Supposing that your follicular phase lasts for 15 days.
- If your menstrual period lasts for 5 days, then subtracting 15 from 5 gives 10. This means, your ovulation should occur 10 days after your menstruation.
- In the case of a 3-day menstrual period, that’s 15 from 3 = 12. You are ovulating 12 days after your period.
- What if your period lasts for 6 days? 15 from 6 gives 9. This means, your ovulation will come 9 days after your menstrual period.
Although it’s great news, it can be challenging for you to estimate how many days are in your follicular phase. Remember, the follicular phase can last from 14 to 21 days. Here’s a cheat! By using the NPJ’s data, the calculator can solve that problem.
But there could be a better approach, and that’s the luteal phase.
When Will You Ovulate Using Another Phase in Your Menstrual Cycle
With a total of four phases within the menstrual cycle, another phase that can help you predict when you will ovulate is the luteal phase.
The luteal phase
The luteal phase occurs immediately after your ovulation. During this phase, an egg is implanted in your uterus lining if it becomes fertilized by a sperm. This shows that this phase prepares you for pregnancy.
According to Cleveland Clinic, the luteal phase occurs in the second half of your menstrual cycle. So, for a 28-day cycle, this phase can begin around the 15th day and lasts till the beginning of the next period.
As we’ve said, tracking the luteal phase can also help in predicting the timing of ovulation. Let’s see how:
For example, if your average menstrual cycle is 29 days, and the luteal phase lasts for 15 days. Subtracting 15 from 28 gives you 13. Working with this, you are likely to ovulate on the 13th day of a 29-day menstrual cycle.
With a 28-day Menstrual Cycle, If I Start My Period Today When Will I Ovulate?
With our understanding of the menstrual cycle, determining when you will ovulate if you have a 28-day menstrual cycle should be much easier.
Let’s go through it once again. To estimate when you will ovulate,
Subtract 14 days from the length of your cycle. The results should be 14. This indicates that you will likely ovulate around day 14 of your cycle.
There could be a more easier way.
The Ovulation Calculator
The ovulation calculator can make things easier for you by doing all the manual calculations for you. All you need is today’s date and the average length of your menstrual cycle. To determine when you will ovulate if you started your period today, make use of the calculator below.

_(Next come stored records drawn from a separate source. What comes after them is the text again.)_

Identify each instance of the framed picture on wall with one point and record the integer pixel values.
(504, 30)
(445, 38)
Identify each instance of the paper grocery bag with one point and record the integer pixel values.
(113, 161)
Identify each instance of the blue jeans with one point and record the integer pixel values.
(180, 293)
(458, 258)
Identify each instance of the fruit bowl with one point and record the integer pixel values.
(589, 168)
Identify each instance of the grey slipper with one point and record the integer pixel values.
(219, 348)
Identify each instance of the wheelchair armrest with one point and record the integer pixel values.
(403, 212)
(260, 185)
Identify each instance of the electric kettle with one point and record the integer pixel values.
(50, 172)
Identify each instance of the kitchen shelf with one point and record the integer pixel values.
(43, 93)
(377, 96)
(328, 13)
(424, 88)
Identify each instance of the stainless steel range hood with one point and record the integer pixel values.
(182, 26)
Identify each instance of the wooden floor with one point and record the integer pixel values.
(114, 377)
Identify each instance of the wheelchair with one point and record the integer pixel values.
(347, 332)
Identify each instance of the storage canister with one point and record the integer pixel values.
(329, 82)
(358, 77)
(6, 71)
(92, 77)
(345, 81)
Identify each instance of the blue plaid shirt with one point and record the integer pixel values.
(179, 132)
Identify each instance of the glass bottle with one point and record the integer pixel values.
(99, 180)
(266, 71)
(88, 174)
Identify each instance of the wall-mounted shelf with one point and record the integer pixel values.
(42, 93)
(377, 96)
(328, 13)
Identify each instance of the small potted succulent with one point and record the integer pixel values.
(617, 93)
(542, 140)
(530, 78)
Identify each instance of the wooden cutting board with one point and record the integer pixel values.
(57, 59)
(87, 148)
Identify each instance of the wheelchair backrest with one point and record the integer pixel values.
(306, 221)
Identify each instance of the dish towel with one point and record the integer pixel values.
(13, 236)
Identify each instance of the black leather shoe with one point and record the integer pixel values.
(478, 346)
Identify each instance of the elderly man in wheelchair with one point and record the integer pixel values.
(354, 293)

Ovulation Signs You Can Look Out For
We’re glad the calculator can help you in determining when you will ovulate. For further guidance, you can watch out for some of these ovulation signs:
1. Changes in cervical mucus
As you approach your ovulation, there’s an increase in the estrogen your body produces and this results in your mucus becoming clearer, stretchier, and more similar to raw eggs.
2. Increased sensitivity
You may experience an increase in your sense of smell than other phases in your menstrual cycle. This is due to the fluctuation of hormones during the different phases.
3. The use of ovulation kits
You can make use of an ovulation kit to tell if you are ovulating.
4. Cervical Position Changes
Throughout your menstrual cycle, the position of your cervix can change. When you are ovulating, your cervix tends to be higher, softer, and more open.
Other signs you can look out for are headaches, feeling nauseous, increased libido, ovulation pain, a shift in your basal body temperature, and so on.
While we hope we’ve done justice in answering your question. Here are key things to note:
The length of your menstrual cycle (short or long) deeply affects your ovulation period.
By tracking your cycle over time and observing patterns you can gain more insights into how your menstrual cycle works.
If you have any concerns about your menstrual cycle, ovulation, or any irregularities, see your doctor.